Authors: Martin Molan, Mohsen Seyedkazemi Ardebili, Junaid Ahmed Khan, Francesco Beneventi, Daniele Cesarini, Andrea Borghesi, Andrea Bartolini
Link to the paper GRAAFE: GRaph Anomaly Anticipation Framework for Exascale HPC systems
This repository contains two main folders, including codes and other materials necessary to reproduce the paper's results. The first folder, "offline," focuses on training the GNN model. The second folder, "online," covers the deployment evaluation of monitoring and MLOps frameworks in HPC.
Before delving into the offline and online approaches for training and deploying the GNN model, it's important to clarify that the details of the monitoring system are beyond the scope of this repository. Instead, this repository serves as a client of the monitoring system and utilizes the examon client library. The examon
folder contains the necessary examon client libraries to extract data from the monitoring system. For more information about the monitoring system, please refer to this repository and this paper.
The offline folder contains all scripts necessary to validate the Offline experimental part of the paper. This includes training the GNN models, comparison against the per-node baselines, and the analysis of the results (calculation of the AUC and producing the visualization).

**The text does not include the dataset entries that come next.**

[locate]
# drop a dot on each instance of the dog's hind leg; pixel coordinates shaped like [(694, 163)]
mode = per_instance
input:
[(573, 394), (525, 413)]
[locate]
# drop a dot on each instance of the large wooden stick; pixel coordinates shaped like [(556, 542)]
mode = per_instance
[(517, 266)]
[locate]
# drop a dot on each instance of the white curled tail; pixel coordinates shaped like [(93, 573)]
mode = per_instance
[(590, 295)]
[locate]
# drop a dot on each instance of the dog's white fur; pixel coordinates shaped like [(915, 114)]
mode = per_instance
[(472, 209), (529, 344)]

To reproduce the results of the Deployment Evaluation of Monitoring and MLOps Frameworks in HPC, you need four main requirements.

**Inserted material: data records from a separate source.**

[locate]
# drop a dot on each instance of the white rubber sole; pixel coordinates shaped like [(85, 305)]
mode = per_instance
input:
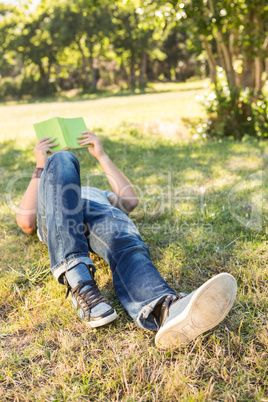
[(103, 321), (207, 308)]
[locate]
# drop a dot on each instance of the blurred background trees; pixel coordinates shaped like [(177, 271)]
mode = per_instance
[(91, 44)]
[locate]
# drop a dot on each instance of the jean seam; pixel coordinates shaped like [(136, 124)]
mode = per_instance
[(121, 280), (55, 203)]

First, you need a datacenter monitoring system that collects online datacenter metrics such as power and CPU frequency.
Second, you need well-trained GNN models that are trained on historical data.
Third, you need a cloud system with Kubernetes and Kubeflow installed. For small-scale tests, you can even use your laptop for the last requirement.
Finally, a set of Python scripts connect to the monitoring system, extract and preprocess data, perform inference (anomaly prediction), and send/publish the anomaly prediction results back to the monitoring system. Additionally, there are several other YAML and text files required for the other steps.
The following provides more detailed information about these requirements.
Kubeflow is an open-source machine-learning tool that is built on top of Kubernetes. As such, it requires Kubernetes to be installed. Here is a useful link to a tutorial that provides step-by-step instructions on how to install Microk8s - a lightweight version of Kubernetes that can even be installed on your laptop. Additionally, the tutorial provides guidance on how to install and use Kubeflow. Microk8s is a great option for those who are new to Kubernetes and want to get started with Kubeflow quickly and easily. Once you have installed Microk8s, you can follow the tutorial to install and use Kubeflow. With Kubeflow, you can easily develop and deploy machine learning models at scale.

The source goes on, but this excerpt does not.